The date insiders can finally dump — and often do.
A lock-up expiry marks the end of a contractual restriction period — typically 90 to 180 days post-IPO — during which company insiders (founders, employees, early investors) are prohibited from selling their shares. Once expired, the float expands materially as restricted stock becomes freely tradeable.
At IPO, underwriters impose a lock-up agreement — typically 90–180 days — preventing insiders from selling shares. This protects early public investors from being immediately diluted by insider exits.
As the expiry date approaches, institutional traders model how many locked shares will hit the market. If insiders hold a large percentage of float, sell pressure is expected and the stock often trades down pre-expiry.

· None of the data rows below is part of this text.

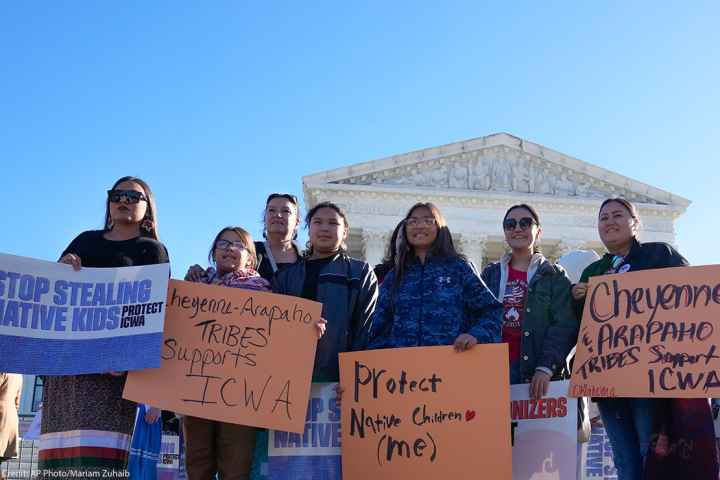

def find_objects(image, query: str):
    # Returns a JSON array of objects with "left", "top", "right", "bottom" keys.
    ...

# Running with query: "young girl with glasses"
[
  {"left": 38, "top": 177, "right": 169, "bottom": 478},
  {"left": 183, "top": 227, "right": 270, "bottom": 479},
  {"left": 183, "top": 227, "right": 325, "bottom": 479}
]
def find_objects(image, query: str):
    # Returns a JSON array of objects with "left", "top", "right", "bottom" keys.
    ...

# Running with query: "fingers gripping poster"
[
  {"left": 340, "top": 344, "right": 512, "bottom": 480},
  {"left": 123, "top": 280, "right": 322, "bottom": 432}
]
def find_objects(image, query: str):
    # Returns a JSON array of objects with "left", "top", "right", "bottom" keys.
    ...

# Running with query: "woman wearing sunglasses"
[
  {"left": 38, "top": 177, "right": 168, "bottom": 478},
  {"left": 572, "top": 198, "right": 718, "bottom": 480},
  {"left": 482, "top": 204, "right": 578, "bottom": 399},
  {"left": 370, "top": 203, "right": 502, "bottom": 352}
]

On expiry day, insiders are legally free to sell. Not all do — selling everything signals zero confidence — but even partial exits from large holders can flood supply and crater the price.
Post-lock-up stabilisation can occur if insiders hold and the company shows strong fundamentals. But statistically, many IPO stocks see a dip in the 30-day window around lock-up expiry.
When Uber's lock-up expired in November 2019, roughly 1.6 billion shares became eligible for sale — nearly 3x the existing float. The stock fell over 40% from its IPO price by expiry day as the market priced in that incoming supply well in advance.
Lock-up expiry is one of the most predictable negative catalysts in markets — and still one of the most overlooked by retail investors. Always check the expiry date before buying a recent IPO. If the stock is already up big and insiders are sitting on 10x returns, the odds of a sell-off are high. This isn't illegal — it's just capitalism doing its thing.